Treatment-related Toxicity
| Adverse Event | Treatment-Related Toxicities by Grade | |||
|---|---|---|---|---|
| 1 | 2 | 3 | 4 | |
| ALT, SGPT | 3 (25%) | 1 (8%) | - | - |
| AST, SGOT | 1 (8%) | 2 (17%) | - | - |
| Alkaline phosphatase | 1 (8%) | - | - | - |
| Anorexia | 3 (25%) | - | - | - |
| Bilirubin | 1 (8%) | - | - | - |
| Constipation | 2 (17%) | - | - | - |
| Cough | 1 (8%) | - | - | - |
| Creatinine | 2 (17%) | - | - | - |
| Dehydration | - | - | 1 (8%) | - |
| Dizziness | 1 (8%) | - | - | - |
| Dyspnea | 1 (8%) | - | - | - |
| Fatigue | 4 (33%) | 2 (17%) | - | - |
| Febrile neutropenia | - | - | 1 (8%) | - |
| Fever | 1 (8%) | - | - | - |
| Flu-like syndrome | 1 (8%) | - | - | - |
| Hematoma | - | - | - | 1 (8%) |
| Hypotension | 1 (8%) | - | - | - |
| Mucositis/stomatitis | - | - | 1 (8%) | - |
| Muscle weakness (not due to neuropathy) | - | 1 (8%) | - | - |
| Nausea | 6 (50%) | 1 (8%) | 1 (8%) | - |
| Pain - Abdomen NOS | - | 1 (8%) | - | - |
| Pain - Head/headache | 2 (17%) | - | - | - |
| Prolonged QTc interval | - | - | 1 (8%) | - |
| Sodium, serum-low | - | - | 1 (8%) | - |
| Supraventricula/nodal arrhythmia | - | 1 (8%) | - | - |
| Taste alteration | 1 (8%) | - | - | - |
| Vomiting | 1 (8%) | 1 (8%) | - | - |
Clinical Activity
There were 46 total cycles delivered to 12 patients. Median number of cycles was 2.5, range 1–10. There was no formal CR or PR seen among the first cohort of 12 patients, which closed the study. Neither of the patients who had obtained brief CRs previously received more than on cycle of treatment on this protocol. However, it is noteworthy that 4 patients remained stable for at least 4 cycles. Of these 4, 3 patients had abnormal cytogenetics, including t(x;20), DEL(12)(P11.2P13), and -7 abnormalities, at commencement of study treatment. The median overall survival was 9.1 months (95% CI: 0.5 to 13.5 months) and the median time to treatment failure was 1.6 months (95% CI: 0.4 to 4.4 months) for the 12 patients enrolled on this study.
DISCUSSION
Belinostat is a novel hydroxamic acid derivative with histone and protein deacetylase activity. In this study, belinostat was given IV at the dose of 1000 mg/m2/day for five consecutive days every 21 days in patients with AML. The drug was fairly well tolerated, but did not achieve the formal response rate required by the two-stage Simon optimum design to continue enrolling patients, although there were 4 patients who had stable disease for over five cycles, with two of the patients reaching 9 and 11 cycles.

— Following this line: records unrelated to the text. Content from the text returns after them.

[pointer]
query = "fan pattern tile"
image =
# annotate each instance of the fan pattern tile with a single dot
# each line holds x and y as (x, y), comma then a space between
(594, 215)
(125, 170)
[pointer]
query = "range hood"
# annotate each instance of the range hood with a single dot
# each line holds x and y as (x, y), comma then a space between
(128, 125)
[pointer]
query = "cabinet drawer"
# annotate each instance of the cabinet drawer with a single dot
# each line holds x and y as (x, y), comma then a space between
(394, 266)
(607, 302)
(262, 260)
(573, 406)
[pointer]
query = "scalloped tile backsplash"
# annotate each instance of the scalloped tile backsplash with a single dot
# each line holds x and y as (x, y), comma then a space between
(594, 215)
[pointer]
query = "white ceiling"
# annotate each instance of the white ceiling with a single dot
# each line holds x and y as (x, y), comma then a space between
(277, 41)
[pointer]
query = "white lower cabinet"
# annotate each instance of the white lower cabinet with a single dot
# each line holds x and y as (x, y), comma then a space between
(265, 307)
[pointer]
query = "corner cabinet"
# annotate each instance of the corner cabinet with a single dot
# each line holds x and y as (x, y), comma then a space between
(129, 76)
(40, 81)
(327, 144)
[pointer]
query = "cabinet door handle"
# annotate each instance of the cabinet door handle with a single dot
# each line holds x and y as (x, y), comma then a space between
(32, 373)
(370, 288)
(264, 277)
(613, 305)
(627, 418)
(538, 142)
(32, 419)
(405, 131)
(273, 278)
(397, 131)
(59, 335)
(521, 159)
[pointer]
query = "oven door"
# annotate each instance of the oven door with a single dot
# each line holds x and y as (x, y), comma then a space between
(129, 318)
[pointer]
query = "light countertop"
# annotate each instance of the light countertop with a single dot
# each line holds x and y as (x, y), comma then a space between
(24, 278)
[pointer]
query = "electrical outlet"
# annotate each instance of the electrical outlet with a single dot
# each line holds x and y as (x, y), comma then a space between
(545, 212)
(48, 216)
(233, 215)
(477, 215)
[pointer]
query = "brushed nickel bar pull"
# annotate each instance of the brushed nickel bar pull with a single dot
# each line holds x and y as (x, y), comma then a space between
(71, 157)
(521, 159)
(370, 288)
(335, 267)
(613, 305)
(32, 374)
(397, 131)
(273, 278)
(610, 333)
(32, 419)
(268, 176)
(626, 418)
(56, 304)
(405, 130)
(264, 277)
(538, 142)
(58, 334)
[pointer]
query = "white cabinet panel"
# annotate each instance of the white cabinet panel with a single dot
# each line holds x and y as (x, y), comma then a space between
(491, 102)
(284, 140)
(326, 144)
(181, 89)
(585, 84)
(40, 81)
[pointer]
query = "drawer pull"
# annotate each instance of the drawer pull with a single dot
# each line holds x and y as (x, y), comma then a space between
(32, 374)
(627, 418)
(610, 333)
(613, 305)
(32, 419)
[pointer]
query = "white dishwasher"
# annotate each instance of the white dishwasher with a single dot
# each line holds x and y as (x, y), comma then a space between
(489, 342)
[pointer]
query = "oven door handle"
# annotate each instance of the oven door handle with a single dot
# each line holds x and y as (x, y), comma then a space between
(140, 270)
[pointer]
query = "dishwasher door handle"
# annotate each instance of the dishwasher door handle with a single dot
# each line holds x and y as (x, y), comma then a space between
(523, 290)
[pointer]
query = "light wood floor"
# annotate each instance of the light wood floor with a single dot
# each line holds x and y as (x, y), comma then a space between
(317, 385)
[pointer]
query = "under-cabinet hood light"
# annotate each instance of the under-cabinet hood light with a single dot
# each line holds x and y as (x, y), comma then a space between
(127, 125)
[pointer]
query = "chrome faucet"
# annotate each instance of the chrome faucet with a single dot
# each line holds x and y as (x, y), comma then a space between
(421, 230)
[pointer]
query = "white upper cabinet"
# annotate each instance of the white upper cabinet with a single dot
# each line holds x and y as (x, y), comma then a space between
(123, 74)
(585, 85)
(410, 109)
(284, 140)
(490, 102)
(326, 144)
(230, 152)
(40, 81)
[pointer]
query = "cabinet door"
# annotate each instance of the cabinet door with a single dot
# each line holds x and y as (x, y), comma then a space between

A similar trial of belinostat at the same dose and schedule showed similar activity in myelodysplastic syndrome (MDS), with only one confirmed response, a hematologic improvement in neutrophils [12]. On the other hand, a structurally similar deacetylase inhibitor, vorinostat, showed more activity as a single agent against MDS and AML [5], and a deacetylase of a different structure, valproic acid, has also demonstrated meaningful response rates in this population [13,14]. In addition to other caveats inherent in comparing data across unrelated studies, one difference between the two belinostat studies and the other studies was the duration of treatment. While the phase II recommended dose of belinostat was established by a phase I study for the period of five days, the schedule was fixed at five days every three to four weeks. This interval may be too long for a drug with a short half -life in a rapidly growing disease like AML. Longer duration of exposure to drug has correlated with increased response with hypomethylating agents [15] and with deacetylase inhibitors, on continuous dosing with valproic acid [13,14] or on 14 day schedules with vorinostat [5,16]. Studies using more prolonged dosing schedules should be studied with belinostat. Preliminary data combining this agent with the hypomethylating agent azacitidine suggested promising activity [17]. Further studies of belinostat in myeloid malignancies may be most productive if they explore alternative schedules in combination with other agents.
Supplementary Material
Acknowledgments
Supported in part by contract N01-CM-2011-00038 from the National Cancer Institute (NCI) Cancer Therapy Evaluation Program to the University of California at Davis (D.R. Gandara, PI). Additional support from NCI Cancer Center Support Grants P30 CA033572 (City of Hope, M. Friedman, PI), P30CA093373 (University of California at Davis, R. DeVere-White, PI), and P30CA047904 (University of Pittsburgh, N. Davidson, PI).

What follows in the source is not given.